John Travolta Continues To Rest His Case

Gabe Delahaye | May 9, 2012 - 9:30 am

Yesterday, it was reported that John Travolta was being sued by a male masseuse for grabbing the man’s penis and then masturbating in front of him. (Oh, and GOOD MORNING, by the way.) Travolta is denying the accusations, claiming that he was in New York the whole time, which, fair enough, your honor, but also haha, your honor. And now, today, he is being sued by another male masseuse for a pretty similar “crime” (now that we’re talking about it, I’m starting to wonder what is actually illegal about this whole thing. Gross and sad and lame, yes, but maybe not illegal?) and to complicate things the new masseuse is represented by the same attorney as the old masseuse, which either makes their case weaker or stronger, I’M NOT SURE. Right? Like, it could really go either way! On the one hand, it feels a little suspicious and a little opportunistic, and on the other hand, patterns are formed and each accusation lends credence to the other. But most importantly, the new masseuse has a VERY GRAPHIC DESCRIPTION of what seems to be THE PROBLEM. This is a kind of NSFW description so EARMUFFS! But for your EYES! From the HuffingtonPost:

“[Travolta had] a strange demeanor, bloodshot eyes and climbed onto the already setup massage table…Travolta removed the entire sheet from his body, and he claimed the sheets were sticky and could not tolerate the heat…Travolta further indicated that he likes a lot of ‘Glutes’ work meaning a massage on his buttocks…While [the plaintiff] was massaging near Travolta’s buttocks area, Travolta would open his legs and spread his butt cheeks open and had a full erection and would maneuver in a way to try to force Doe Plaintiff No. 2 to touch his anus and around his anus.”

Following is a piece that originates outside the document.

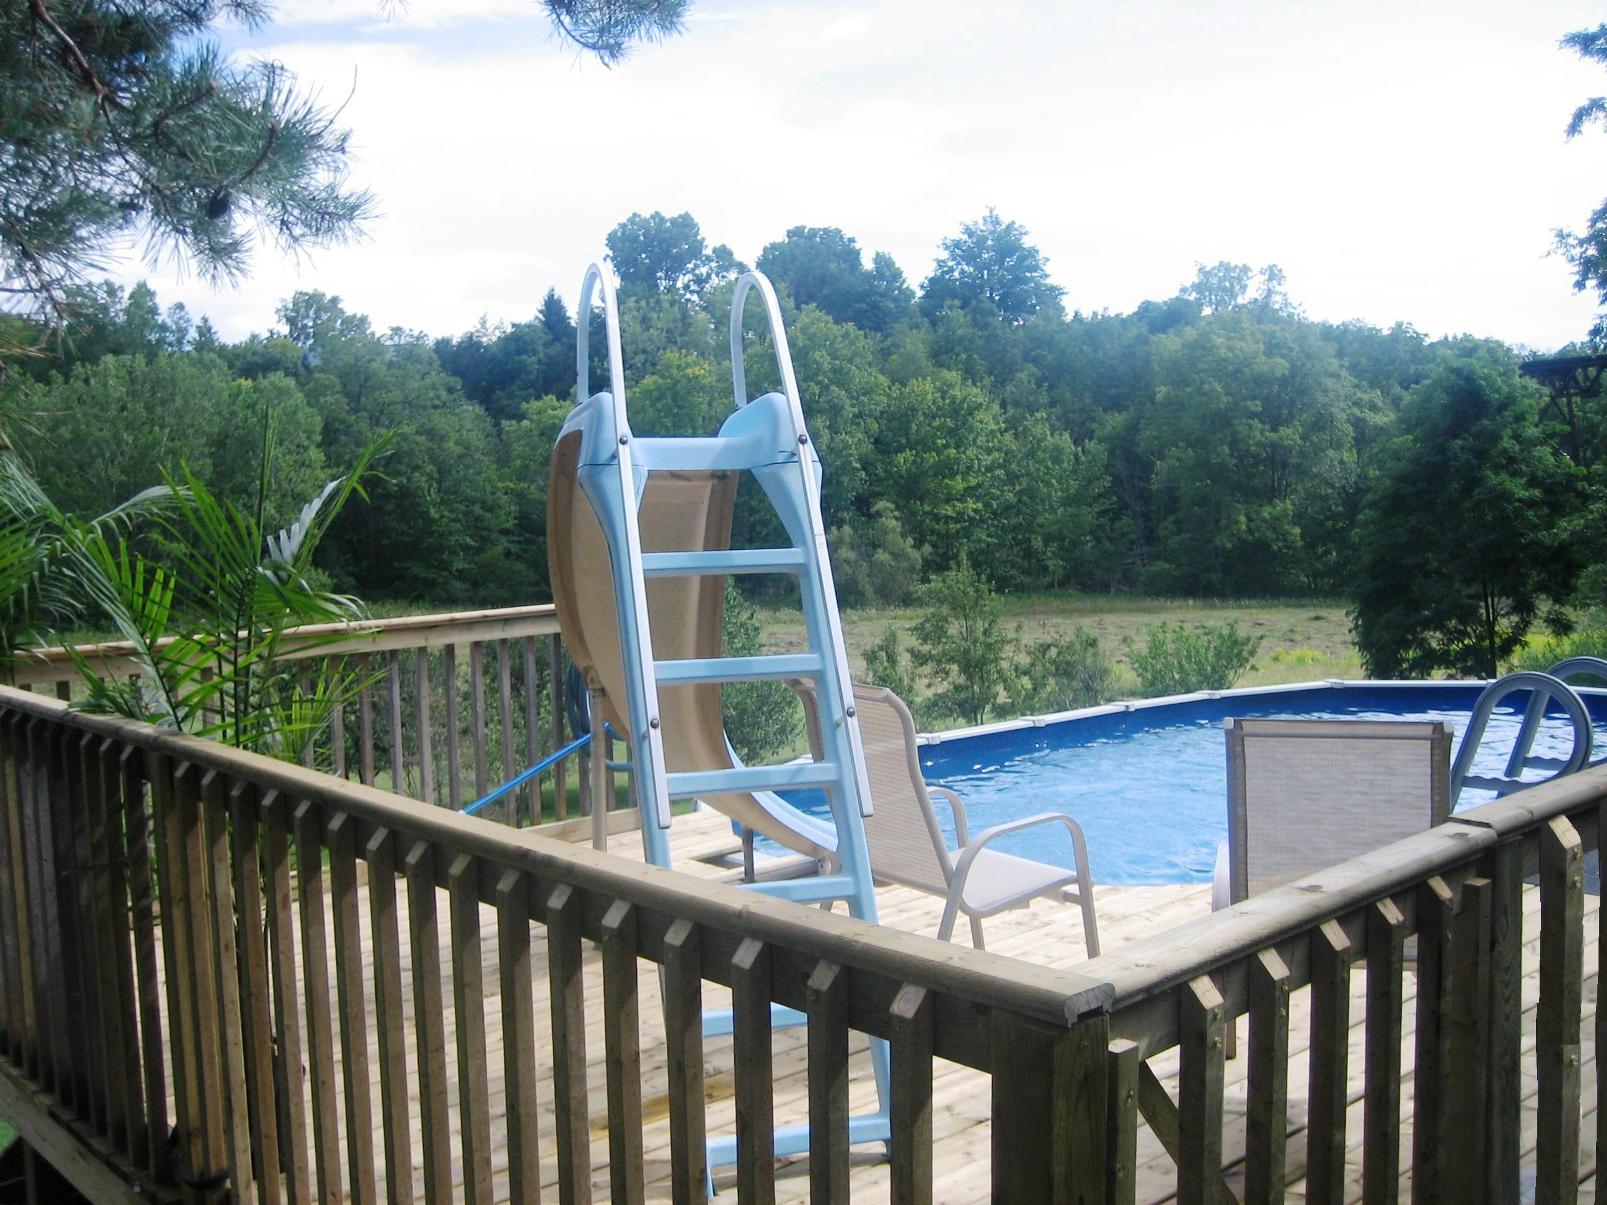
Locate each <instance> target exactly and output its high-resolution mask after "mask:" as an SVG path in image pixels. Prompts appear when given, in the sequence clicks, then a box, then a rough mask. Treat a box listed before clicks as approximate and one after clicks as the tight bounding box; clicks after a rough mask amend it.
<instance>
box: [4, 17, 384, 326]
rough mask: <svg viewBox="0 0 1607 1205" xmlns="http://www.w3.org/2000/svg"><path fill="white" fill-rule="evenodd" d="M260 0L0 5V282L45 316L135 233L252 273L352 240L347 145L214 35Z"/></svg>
mask: <svg viewBox="0 0 1607 1205" xmlns="http://www.w3.org/2000/svg"><path fill="white" fill-rule="evenodd" d="M267 13H268V8H267V6H265V5H262V3H256V2H254V0H235V2H230V0H199V2H196V3H183V2H178V0H137V2H133V3H111V0H85V2H80V3H61V2H59V0H58V2H53V3H45V2H43V0H37V2H35V3H27V5H24V3H10V5H5V6H0V90H3V93H5V96H6V103H5V104H3V106H0V159H3V162H5V175H6V186H5V190H3V191H0V284H3V286H5V288H6V289H8V291H11V292H13V296H14V297H19V299H21V300H22V302H24V305H27V307H31V308H32V310H34V312H42V310H58V312H59V310H61V307H63V304H64V297H66V289H67V286H71V284H74V283H77V281H80V280H82V276H84V273H85V272H87V270H93V268H96V267H101V265H103V263H104V262H106V259H108V257H109V255H111V254H112V252H114V251H116V247H117V243H119V239H122V238H125V236H127V235H137V236H140V238H141V239H143V241H145V244H146V246H148V247H149V249H151V251H153V252H166V251H178V252H182V254H183V255H185V259H186V260H188V262H190V263H191V265H193V267H194V268H196V270H198V272H201V273H202V275H206V276H214V278H223V280H233V278H238V276H239V275H243V273H244V272H246V267H247V263H249V252H251V247H252V243H254V241H256V239H257V238H264V236H265V238H270V239H273V241H275V243H278V244H280V246H281V247H301V246H320V244H328V243H336V241H341V239H344V238H349V236H350V235H352V233H354V230H355V227H357V223H358V222H360V220H362V219H363V217H365V215H366V214H368V212H370V209H371V202H370V198H368V194H366V193H362V191H358V190H352V188H349V186H346V183H344V178H342V172H344V167H346V161H347V133H346V130H341V129H339V127H337V125H336V124H334V116H333V114H331V112H328V111H325V109H321V108H320V106H318V104H315V103H312V101H310V100H309V98H307V96H304V95H301V93H297V92H296V87H294V77H292V76H291V74H289V72H288V71H286V69H284V67H283V66H280V64H276V63H251V64H236V63H231V61H230V59H228V58H225V56H223V53H222V51H220V50H219V48H217V45H215V42H211V40H209V39H207V35H209V34H211V32H212V27H214V24H215V22H219V21H222V19H233V21H238V22H243V24H246V26H247V27H252V26H259V24H262V22H264V21H265V19H267Z"/></svg>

Travolta suddenly turned on his stomach with his legs wide open with a full erection. He then tried to force Doe Plaintiff No. 2’s hand on Travolta’s scrotum. Then, Travolta started to grab, rub and caress Doe Plaintiff no. 2’s upper thighs and buttocks….Travolta still had an erection and wanted his abdominals done, but Travolta’s erection was in the way and he refused to have his penis covered by a sheet of a pillow case cover.”

Haha. That sounds about right. “These sheets are too sticky!” Classic Travolta. And I’m not even sure why the part about him pulling his butthole open is mentioned in the case. He was getting a massage wasn’t he? What was he supposed to do with his butthole?! HEY! STOP TORTURING THE MAN, NORTH CAROLINA! (That’s kind of an easy way to segue into a discussion of last night’s disappointing and morally unacceptable vote in North Carolina to create a constitutional amendment banning gay marriage, but also hey, FUCK THEM! What a hateful, backwards thing to do. It’s just another vote that’s going to have to be repealed in the slow march of progress, but it stands as a black mark on the history of humankind that we’re going to have a real tough time explaining to future generations. Why couldn’t gay people get married even though they loved each other? And why is the Earth covered in water? Shut up, Junior. Eat your hoverpeas.) Really, though, it is the same overarching bigoted tone of our dumb society that leads to things like North Carolina and the self-destructive, legally impactful, sexually wanton behavior of possibly closeted celebrities and/or non-celebrities who feel that they cannot lead the lives that they would like to lead. Who cares who touches whose dick when the towels get too hot? GET A LIFE, JEWS.